Readership is a problem. In general people aren't reading anyway, and with ChatGPT we might lose that agency of reading as well. It becomes too cluttered, too much stuff out there.

Yet he maintains surprising optimism about AI writing proliferation. Writing, he notes, is a profoundly therapeutic activity. The first thing a psychologist suggests is to keep a journal. Much Substack content is people sharing their journals: self-help, recovery from difficulty, finding inspiration. The activity is healthy regardless of audience size. The audience question is real, but it does not invalidate the practice.

He writes for himself, not a particular audience. He is grateful when people read but does not limit himself based on what others might think. Writing, in his framing, is selfish in a useful way: he does not write to receive feedback, and he does not want to limit himself based on others' potential reactions. This selfishness becomes a sustainable creative philosophy when freed from validation-seeking.

He can spot AI-written essays, the voice that goes on without saying much. But he is suspicious about his own work too, wondering if readers can tell it has been edited.

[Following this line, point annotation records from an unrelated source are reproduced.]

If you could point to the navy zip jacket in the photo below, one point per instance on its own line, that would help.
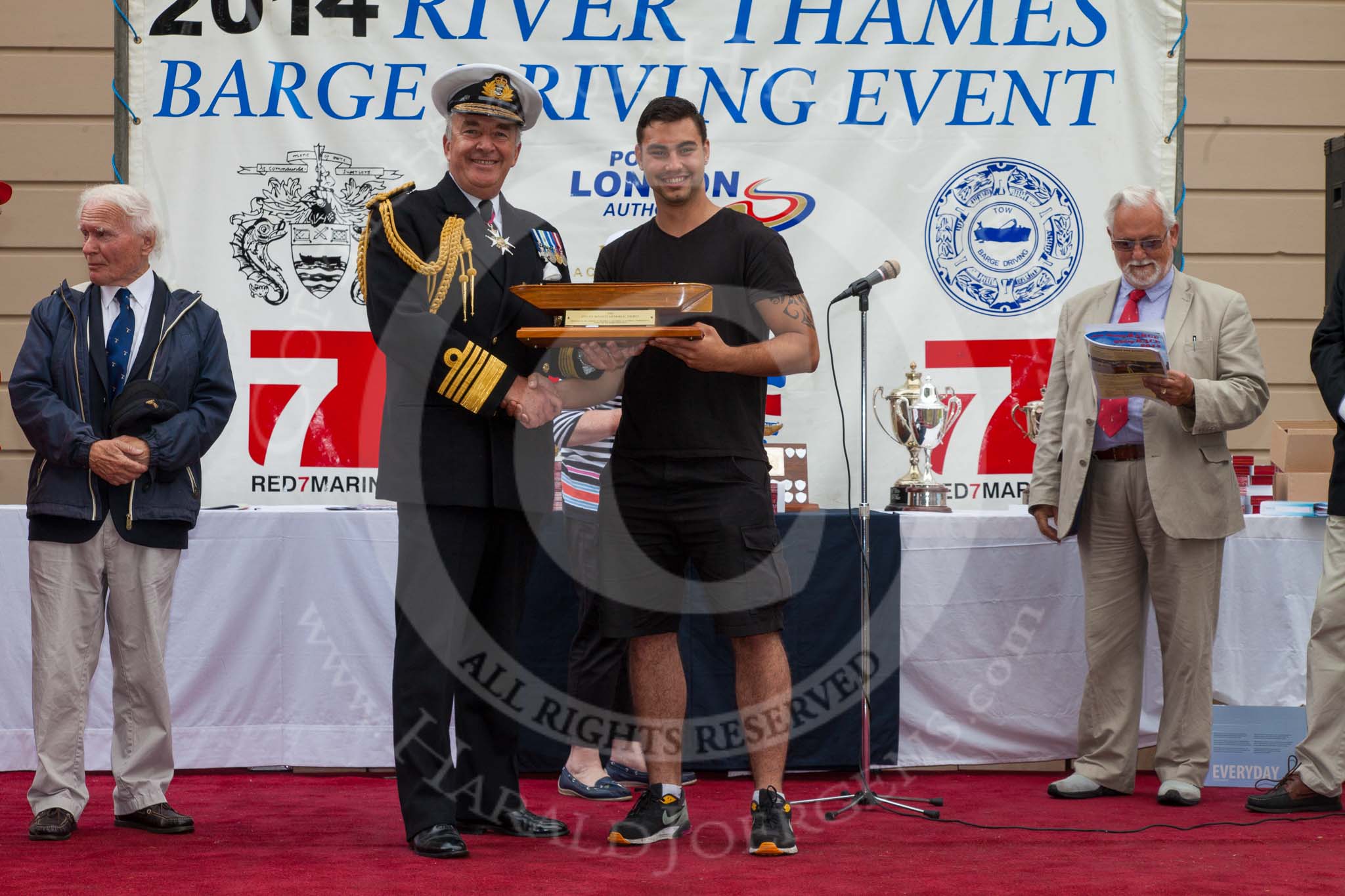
(53, 393)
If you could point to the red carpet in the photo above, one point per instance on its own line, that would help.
(303, 833)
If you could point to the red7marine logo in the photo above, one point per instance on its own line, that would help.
(1003, 449)
(343, 430)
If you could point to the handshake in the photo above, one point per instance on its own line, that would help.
(535, 400)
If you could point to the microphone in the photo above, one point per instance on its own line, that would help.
(887, 270)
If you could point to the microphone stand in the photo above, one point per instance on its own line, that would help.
(866, 796)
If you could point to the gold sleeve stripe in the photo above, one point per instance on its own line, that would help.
(459, 371)
(472, 375)
(460, 390)
(565, 362)
(389, 194)
(485, 385)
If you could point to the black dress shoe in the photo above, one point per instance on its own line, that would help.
(51, 824)
(1292, 794)
(159, 819)
(439, 842)
(517, 822)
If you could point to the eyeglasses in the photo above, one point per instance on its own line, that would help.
(1147, 245)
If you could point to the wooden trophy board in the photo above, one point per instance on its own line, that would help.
(623, 313)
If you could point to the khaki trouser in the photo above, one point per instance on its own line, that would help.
(74, 589)
(1323, 753)
(1128, 559)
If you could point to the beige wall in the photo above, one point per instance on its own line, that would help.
(1266, 83)
(1265, 78)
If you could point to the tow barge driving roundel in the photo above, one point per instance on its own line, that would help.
(1003, 237)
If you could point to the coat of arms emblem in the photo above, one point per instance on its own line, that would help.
(323, 221)
(498, 88)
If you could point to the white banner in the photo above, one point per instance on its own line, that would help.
(974, 141)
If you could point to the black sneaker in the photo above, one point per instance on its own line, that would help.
(772, 834)
(653, 819)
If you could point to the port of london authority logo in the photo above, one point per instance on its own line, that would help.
(323, 221)
(1003, 237)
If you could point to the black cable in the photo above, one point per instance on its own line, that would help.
(845, 452)
(1130, 830)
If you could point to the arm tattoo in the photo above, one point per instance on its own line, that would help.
(797, 308)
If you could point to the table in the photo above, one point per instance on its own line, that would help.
(280, 649)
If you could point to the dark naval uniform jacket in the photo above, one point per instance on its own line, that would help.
(445, 440)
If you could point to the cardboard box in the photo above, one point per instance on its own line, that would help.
(1301, 486)
(1250, 743)
(1302, 446)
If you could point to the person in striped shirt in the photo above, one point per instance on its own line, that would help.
(598, 671)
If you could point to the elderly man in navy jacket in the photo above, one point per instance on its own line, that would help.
(120, 387)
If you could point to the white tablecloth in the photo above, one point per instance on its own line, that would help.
(280, 647)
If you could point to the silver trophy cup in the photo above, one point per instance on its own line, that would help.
(930, 418)
(900, 431)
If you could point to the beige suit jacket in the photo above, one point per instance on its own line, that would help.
(1211, 337)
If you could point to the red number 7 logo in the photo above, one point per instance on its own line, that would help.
(343, 430)
(1003, 449)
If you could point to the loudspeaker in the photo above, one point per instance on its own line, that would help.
(1334, 151)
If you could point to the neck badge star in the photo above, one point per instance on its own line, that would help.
(498, 240)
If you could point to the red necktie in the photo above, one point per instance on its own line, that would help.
(1113, 413)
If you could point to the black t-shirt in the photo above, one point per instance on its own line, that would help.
(669, 409)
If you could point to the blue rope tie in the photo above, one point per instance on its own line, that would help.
(1185, 20)
(133, 34)
(1180, 116)
(1185, 23)
(116, 93)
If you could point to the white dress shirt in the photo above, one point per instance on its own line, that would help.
(477, 200)
(142, 293)
(1153, 309)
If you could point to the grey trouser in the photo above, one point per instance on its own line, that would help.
(1323, 753)
(74, 589)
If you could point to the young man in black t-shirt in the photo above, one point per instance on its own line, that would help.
(689, 477)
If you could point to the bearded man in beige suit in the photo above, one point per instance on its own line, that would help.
(1149, 486)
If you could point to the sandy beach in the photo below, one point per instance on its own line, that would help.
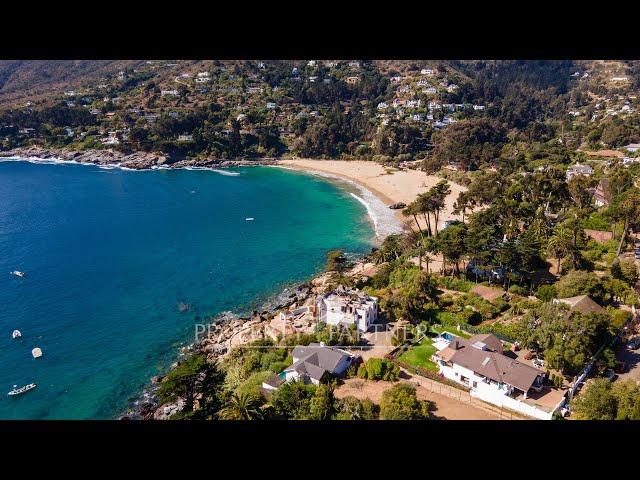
(397, 186)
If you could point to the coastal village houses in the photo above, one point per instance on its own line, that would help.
(479, 364)
(578, 169)
(348, 307)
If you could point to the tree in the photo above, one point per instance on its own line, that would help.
(546, 293)
(400, 402)
(187, 378)
(292, 400)
(321, 405)
(351, 408)
(560, 244)
(451, 243)
(579, 282)
(596, 402)
(566, 339)
(625, 270)
(336, 261)
(627, 395)
(381, 369)
(241, 407)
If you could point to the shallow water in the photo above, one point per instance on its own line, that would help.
(110, 255)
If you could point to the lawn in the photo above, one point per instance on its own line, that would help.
(420, 355)
(451, 330)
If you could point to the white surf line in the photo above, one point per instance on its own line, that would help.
(111, 166)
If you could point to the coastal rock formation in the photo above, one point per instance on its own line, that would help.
(135, 161)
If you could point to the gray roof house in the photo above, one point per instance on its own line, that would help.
(311, 363)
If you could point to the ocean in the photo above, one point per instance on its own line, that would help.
(120, 266)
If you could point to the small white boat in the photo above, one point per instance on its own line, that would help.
(21, 390)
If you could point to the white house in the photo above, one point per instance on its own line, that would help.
(632, 147)
(311, 364)
(348, 307)
(479, 364)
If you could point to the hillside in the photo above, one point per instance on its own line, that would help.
(460, 113)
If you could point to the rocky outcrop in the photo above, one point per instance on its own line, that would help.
(136, 161)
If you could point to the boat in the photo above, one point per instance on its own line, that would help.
(21, 390)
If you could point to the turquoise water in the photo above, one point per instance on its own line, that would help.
(111, 254)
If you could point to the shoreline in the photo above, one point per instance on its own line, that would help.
(385, 221)
(390, 186)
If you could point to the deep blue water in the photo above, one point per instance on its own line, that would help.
(110, 255)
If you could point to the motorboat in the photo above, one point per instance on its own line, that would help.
(21, 390)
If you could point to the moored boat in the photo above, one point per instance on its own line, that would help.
(21, 390)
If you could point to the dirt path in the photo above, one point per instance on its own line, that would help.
(445, 407)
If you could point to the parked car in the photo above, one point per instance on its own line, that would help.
(621, 367)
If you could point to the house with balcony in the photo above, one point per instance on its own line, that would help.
(346, 306)
(312, 364)
(478, 363)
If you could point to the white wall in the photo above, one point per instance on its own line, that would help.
(490, 393)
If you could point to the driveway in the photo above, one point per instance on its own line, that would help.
(445, 407)
(632, 359)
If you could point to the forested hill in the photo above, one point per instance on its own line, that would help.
(25, 79)
(462, 113)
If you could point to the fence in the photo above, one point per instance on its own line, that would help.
(462, 395)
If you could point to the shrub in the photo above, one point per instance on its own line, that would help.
(518, 290)
(401, 403)
(625, 270)
(546, 293)
(380, 369)
(578, 282)
(277, 367)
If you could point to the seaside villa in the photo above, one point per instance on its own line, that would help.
(479, 364)
(311, 364)
(348, 307)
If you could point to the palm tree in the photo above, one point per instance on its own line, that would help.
(241, 407)
(560, 244)
(412, 210)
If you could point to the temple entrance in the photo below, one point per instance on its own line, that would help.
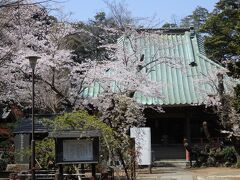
(167, 137)
(168, 130)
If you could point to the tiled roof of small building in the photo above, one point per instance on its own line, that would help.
(24, 126)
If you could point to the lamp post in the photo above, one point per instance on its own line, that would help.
(33, 62)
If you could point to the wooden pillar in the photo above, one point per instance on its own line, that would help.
(82, 169)
(59, 174)
(94, 170)
(188, 128)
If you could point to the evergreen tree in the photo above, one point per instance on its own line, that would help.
(196, 19)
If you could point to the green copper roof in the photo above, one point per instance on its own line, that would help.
(180, 86)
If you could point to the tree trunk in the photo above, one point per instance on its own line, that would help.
(236, 145)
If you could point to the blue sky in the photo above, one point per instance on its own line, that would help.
(164, 10)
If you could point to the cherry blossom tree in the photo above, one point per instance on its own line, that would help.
(29, 30)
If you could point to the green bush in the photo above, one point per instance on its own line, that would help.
(229, 154)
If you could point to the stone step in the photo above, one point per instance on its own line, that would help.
(170, 163)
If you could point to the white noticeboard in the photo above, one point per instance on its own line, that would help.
(142, 144)
(77, 150)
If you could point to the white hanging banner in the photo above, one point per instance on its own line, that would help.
(142, 144)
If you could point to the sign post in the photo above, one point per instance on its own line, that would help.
(76, 147)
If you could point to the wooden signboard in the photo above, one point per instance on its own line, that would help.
(70, 149)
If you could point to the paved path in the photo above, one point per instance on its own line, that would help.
(190, 174)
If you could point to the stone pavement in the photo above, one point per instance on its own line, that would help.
(176, 173)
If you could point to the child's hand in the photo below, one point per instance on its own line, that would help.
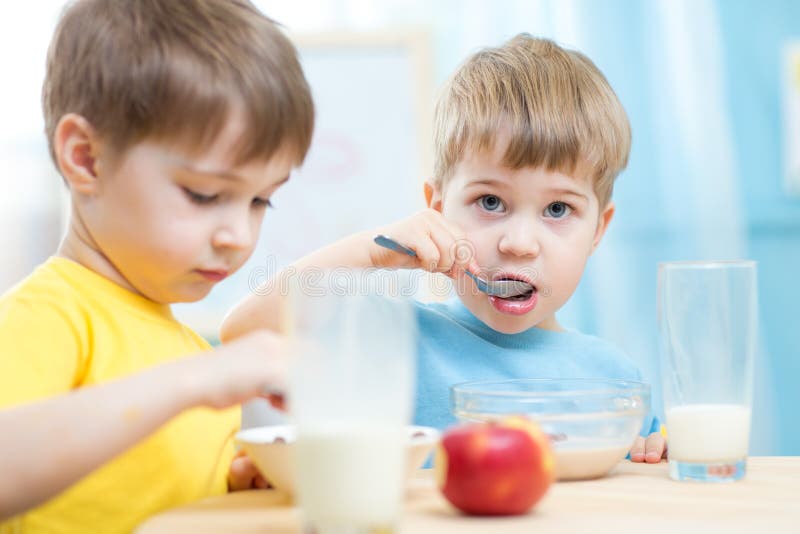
(440, 245)
(249, 367)
(244, 475)
(650, 450)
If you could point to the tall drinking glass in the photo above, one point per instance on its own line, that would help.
(351, 397)
(707, 314)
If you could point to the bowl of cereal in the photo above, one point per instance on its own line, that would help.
(592, 423)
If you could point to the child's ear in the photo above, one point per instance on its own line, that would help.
(602, 223)
(433, 196)
(76, 147)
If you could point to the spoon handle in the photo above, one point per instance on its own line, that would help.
(391, 244)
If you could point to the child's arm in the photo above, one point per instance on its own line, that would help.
(49, 445)
(435, 240)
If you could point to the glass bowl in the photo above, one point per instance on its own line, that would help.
(592, 423)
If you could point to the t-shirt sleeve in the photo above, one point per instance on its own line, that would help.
(40, 350)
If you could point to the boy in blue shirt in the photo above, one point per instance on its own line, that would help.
(529, 139)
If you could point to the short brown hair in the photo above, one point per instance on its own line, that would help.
(558, 107)
(174, 70)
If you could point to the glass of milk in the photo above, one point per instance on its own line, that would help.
(707, 315)
(350, 396)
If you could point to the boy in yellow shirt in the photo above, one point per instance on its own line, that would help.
(172, 124)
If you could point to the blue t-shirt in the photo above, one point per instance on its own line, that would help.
(455, 346)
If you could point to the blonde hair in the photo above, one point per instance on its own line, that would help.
(557, 106)
(174, 71)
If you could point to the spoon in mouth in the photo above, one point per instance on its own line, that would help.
(496, 288)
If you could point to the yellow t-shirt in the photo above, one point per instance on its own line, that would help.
(65, 327)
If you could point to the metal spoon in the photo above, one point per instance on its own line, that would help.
(497, 288)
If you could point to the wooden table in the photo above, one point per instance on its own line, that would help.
(634, 498)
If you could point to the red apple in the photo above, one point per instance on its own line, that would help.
(500, 468)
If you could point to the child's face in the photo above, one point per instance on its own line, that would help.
(531, 224)
(172, 226)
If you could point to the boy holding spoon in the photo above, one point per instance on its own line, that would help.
(529, 138)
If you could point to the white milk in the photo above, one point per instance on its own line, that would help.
(351, 476)
(708, 432)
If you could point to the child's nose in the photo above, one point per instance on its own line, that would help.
(520, 240)
(237, 235)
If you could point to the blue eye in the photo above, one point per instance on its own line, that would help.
(198, 198)
(491, 203)
(557, 210)
(262, 203)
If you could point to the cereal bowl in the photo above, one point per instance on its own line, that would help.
(271, 449)
(592, 423)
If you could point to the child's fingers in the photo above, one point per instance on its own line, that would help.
(638, 450)
(243, 474)
(654, 448)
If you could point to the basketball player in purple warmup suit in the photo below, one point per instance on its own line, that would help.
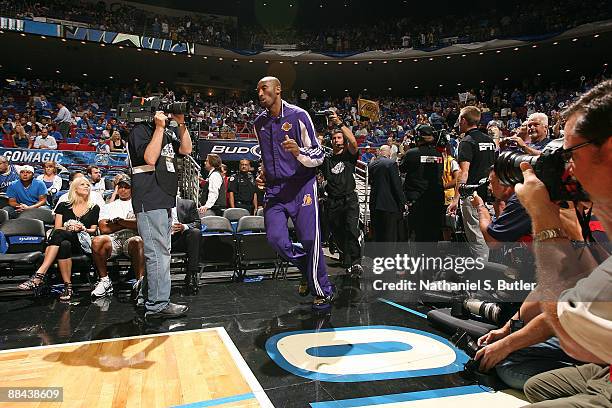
(290, 152)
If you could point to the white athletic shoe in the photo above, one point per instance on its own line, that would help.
(103, 288)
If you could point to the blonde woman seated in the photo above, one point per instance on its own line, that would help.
(75, 220)
(50, 177)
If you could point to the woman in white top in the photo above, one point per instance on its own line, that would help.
(50, 177)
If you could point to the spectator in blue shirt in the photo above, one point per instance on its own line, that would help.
(25, 193)
(8, 174)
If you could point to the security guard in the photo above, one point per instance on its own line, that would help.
(423, 187)
(342, 204)
(242, 189)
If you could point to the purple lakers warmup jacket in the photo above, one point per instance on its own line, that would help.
(282, 167)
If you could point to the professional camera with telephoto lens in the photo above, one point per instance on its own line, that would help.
(144, 109)
(551, 167)
(482, 189)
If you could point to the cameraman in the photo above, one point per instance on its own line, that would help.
(579, 312)
(423, 166)
(476, 156)
(511, 222)
(152, 148)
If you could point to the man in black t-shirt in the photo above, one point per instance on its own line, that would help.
(152, 149)
(342, 203)
(476, 156)
(242, 189)
(423, 166)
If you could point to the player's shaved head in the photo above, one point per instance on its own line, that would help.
(273, 81)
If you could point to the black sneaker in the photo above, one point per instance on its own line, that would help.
(169, 312)
(323, 303)
(303, 289)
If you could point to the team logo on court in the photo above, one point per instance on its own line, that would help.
(307, 200)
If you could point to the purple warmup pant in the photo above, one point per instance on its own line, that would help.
(300, 203)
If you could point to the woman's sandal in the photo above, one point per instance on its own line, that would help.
(67, 293)
(32, 283)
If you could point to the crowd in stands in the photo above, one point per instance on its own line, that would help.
(130, 19)
(30, 114)
(411, 31)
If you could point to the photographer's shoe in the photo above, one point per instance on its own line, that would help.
(169, 312)
(323, 303)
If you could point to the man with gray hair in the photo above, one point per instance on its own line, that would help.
(387, 199)
(537, 130)
(8, 174)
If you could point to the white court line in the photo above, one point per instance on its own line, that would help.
(248, 375)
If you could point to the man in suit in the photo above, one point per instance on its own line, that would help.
(186, 238)
(387, 199)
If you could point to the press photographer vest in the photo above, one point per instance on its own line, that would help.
(165, 167)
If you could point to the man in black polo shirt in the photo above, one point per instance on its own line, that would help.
(152, 149)
(476, 156)
(242, 190)
(343, 206)
(423, 166)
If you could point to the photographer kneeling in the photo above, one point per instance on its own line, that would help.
(524, 352)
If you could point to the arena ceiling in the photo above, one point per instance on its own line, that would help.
(30, 56)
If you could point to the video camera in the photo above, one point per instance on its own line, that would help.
(144, 109)
(550, 167)
(482, 189)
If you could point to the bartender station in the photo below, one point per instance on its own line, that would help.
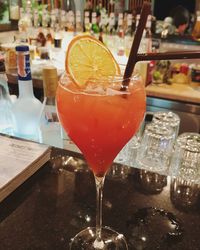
(99, 125)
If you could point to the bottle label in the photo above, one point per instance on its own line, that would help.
(23, 63)
(195, 75)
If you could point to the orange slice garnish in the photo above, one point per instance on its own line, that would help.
(88, 58)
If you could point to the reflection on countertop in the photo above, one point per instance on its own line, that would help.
(59, 200)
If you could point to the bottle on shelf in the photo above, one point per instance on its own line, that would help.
(50, 82)
(70, 21)
(79, 27)
(120, 36)
(27, 108)
(36, 22)
(87, 24)
(94, 28)
(128, 34)
(196, 29)
(50, 127)
(6, 121)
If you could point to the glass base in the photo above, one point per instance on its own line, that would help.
(111, 240)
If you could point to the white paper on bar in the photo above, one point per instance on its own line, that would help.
(19, 160)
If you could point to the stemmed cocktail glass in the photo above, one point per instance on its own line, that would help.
(100, 119)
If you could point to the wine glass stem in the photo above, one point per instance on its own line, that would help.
(99, 188)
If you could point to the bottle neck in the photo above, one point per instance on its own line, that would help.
(25, 89)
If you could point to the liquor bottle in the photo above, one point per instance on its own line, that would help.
(6, 121)
(128, 34)
(148, 35)
(50, 82)
(94, 27)
(120, 36)
(36, 19)
(27, 108)
(196, 29)
(79, 27)
(87, 24)
(50, 126)
(70, 21)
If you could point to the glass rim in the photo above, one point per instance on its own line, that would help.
(111, 78)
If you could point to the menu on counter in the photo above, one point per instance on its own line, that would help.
(19, 159)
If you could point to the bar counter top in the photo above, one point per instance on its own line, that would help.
(177, 92)
(152, 211)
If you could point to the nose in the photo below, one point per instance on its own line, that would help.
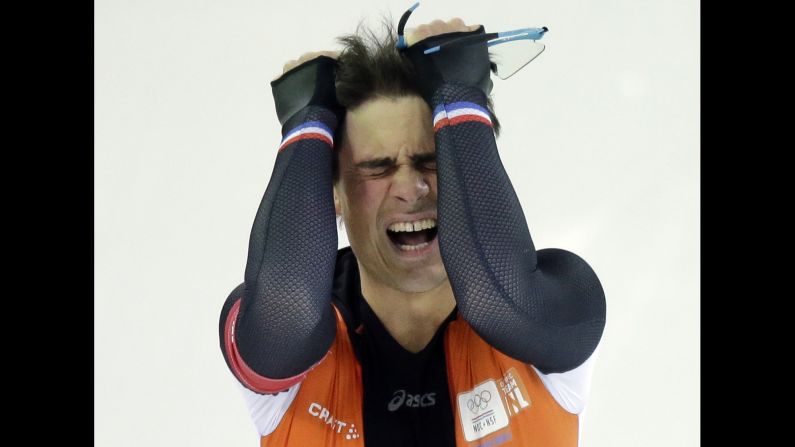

Even maintaining humour and style, the boundary uncertainty persists.

On AI Consciousness and Creativity

Hurol's scepticism is sharp. When scientists claim AI has consciousness, his response is to redirect the question. Just ask those scientists to explain consciousness in the first place. We do not really know. We have speculative information but no certainty, even about our own.

Can AI be creative? He does not think so. It can do things, but not what we call creativity. It mimics, takes from templates, recombines. Genuine creativity, in his view, comes from somewhere we still do not fully understand.

As humans we don't create based on logic but on other things we don't fully understand physiologically. The human mind is remarkable.

He emphasises that AI is much bigger than generative AI. Generative AI specifically is mature now, moving into the adoption phase. Other aspects, including machine learning, language processing, and predictions, will continue to evolve. But neuroscience insights must inform AI development. Assuming current architectures already achieve human-level consciousness or creativity is, for him, a category mistake. The fountain pen, the conversations at parties, the ideas that arrive on waking; these are still where his work begins, and where authorship lives.